Davalı vekili, müvekkili şirketin, davacı şirket nezdinde muaccel olan ve muaccel hale gelecek bir çok alacağının bulunduğunu, bu nedenle takas def"inde ve mahsup itirazında bulunarak, davanın reddini istemiştir.
Mahkemece, iddia, savunma ve tüm dosya kapsamına göre; davacının talebinin, taraflar arasında imzalanan hizmet sözleşmesine dayalı olarak, davalı tarafça, davacı adına SGK"ya ödenmesi gereken prim bedellerinin, davalı tarafça geç ödenmesinden kaynaklanan gecikme zammına ilişkin olduğu... Asliye Ticaret Mahkemesi"nin 10.12.2013 tarih ve 2013/301 E., 2013/319 K. sayılı dosyasında, davacının, davalı ile aralarında imzalanan muhtelif tarihli sözleşmeler uyarınca, abone sayaçlarının kontrolü, kesilmesi ve açılması işlemlerini üstlendiği, sözleşmelerin 10.03.2008 tarihinde sona erdiği, davalıya gönderilen on dört adet fatura bedelinin davalı tarafça ödenmediği ve on üç adet teminat mektubunun da nakde çevrildiği, bunun üzerine davacının zarara uğradığını iddia ederek davalıya karşı söz konusu davayı açtığı, alınan bilirkişi raporu ve ....Hukuk Dairesi"nin bozma ilamına göre mahkemece, davalı tarafından davacı adına yapılan ödemeler düşüldükten
sonra davacının davalıdan 372.287,13 TL alacaklı olduğu gerekçesiyle davanın kabulü ile, 372.287,13 TL"nin davalıdan tahsiline ve SGK primlerinin davalı tarafça geç yatırılması nedeniyle davacının 125.735,26 TL gecikme zammı alacağının da bulunduğunu tespit ederek, davacının gecikme zammı yönünden fazlaya ilişkin haklarının saklı tutulmasına karar verildiği, kararın 19.09.2014 tarihinde kesinleştiği....Ticaret Mahkemesi"nin kesinleşen söz konusu kararına göre davalının, davacı adına SGK"ya ödemesi gereken primleri geç yatırarak 125.735,26 TL gecikme zammı tahakkuk edilmesine ve davacının zararına sebep olduğu gerekçesiyle, davanın kabulü ile, 125.735,26 TL"nin davalıdan tahsiline karar verilmiştir.
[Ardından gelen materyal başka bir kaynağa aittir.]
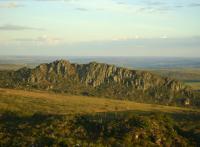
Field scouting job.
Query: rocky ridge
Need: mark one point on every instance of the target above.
(98, 79)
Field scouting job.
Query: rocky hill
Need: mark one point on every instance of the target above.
(103, 80)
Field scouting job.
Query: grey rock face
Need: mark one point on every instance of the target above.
(101, 79)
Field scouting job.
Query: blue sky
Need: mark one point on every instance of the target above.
(100, 27)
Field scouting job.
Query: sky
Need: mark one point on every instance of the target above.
(100, 28)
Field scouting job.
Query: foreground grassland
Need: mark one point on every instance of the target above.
(36, 118)
(29, 102)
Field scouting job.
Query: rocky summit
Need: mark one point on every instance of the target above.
(102, 80)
Kararı, davalı vekili temyiz etmiştir.
Dava, taraflar arasında hizmet alım sözleşmesine dayalı alacağın tahsili istemine ilişkin olup, davalı tarafça, asıl alacağa ilişkin hükmün temyiz edilmediği, takas ve mahsup talebinin tartışılmamış olmasının temyiz konusu edildiği anlaşılmıştır.
Davalı taraf vekilince cevap dilekçesinde, müvekkilinin davacı taraftan muaccel hale gelmiş ya da gelecek olan birçok alacağının bulunduğu, davacının birçok çalışanına ödemeler yapıldığı savunularak mahsup itirazında bulunulmuştur. Mahkemece hükmün gerekçe bölümünde, uyuşmazlığın özetlenmesi sırasında davalının davacı adına ödemeler yapıp yapmadığı, varsa bu ödemelerin davacı alacağından takas ve mahsubunun mümkün olup olmadığı hususunda da uyuşmazlık bulunduğu açıklanmış ise de, davalının mahsup itirazı konusunda herhangi bir tartışma yapılmaksızın davanın kabulüne karar verilmiştir.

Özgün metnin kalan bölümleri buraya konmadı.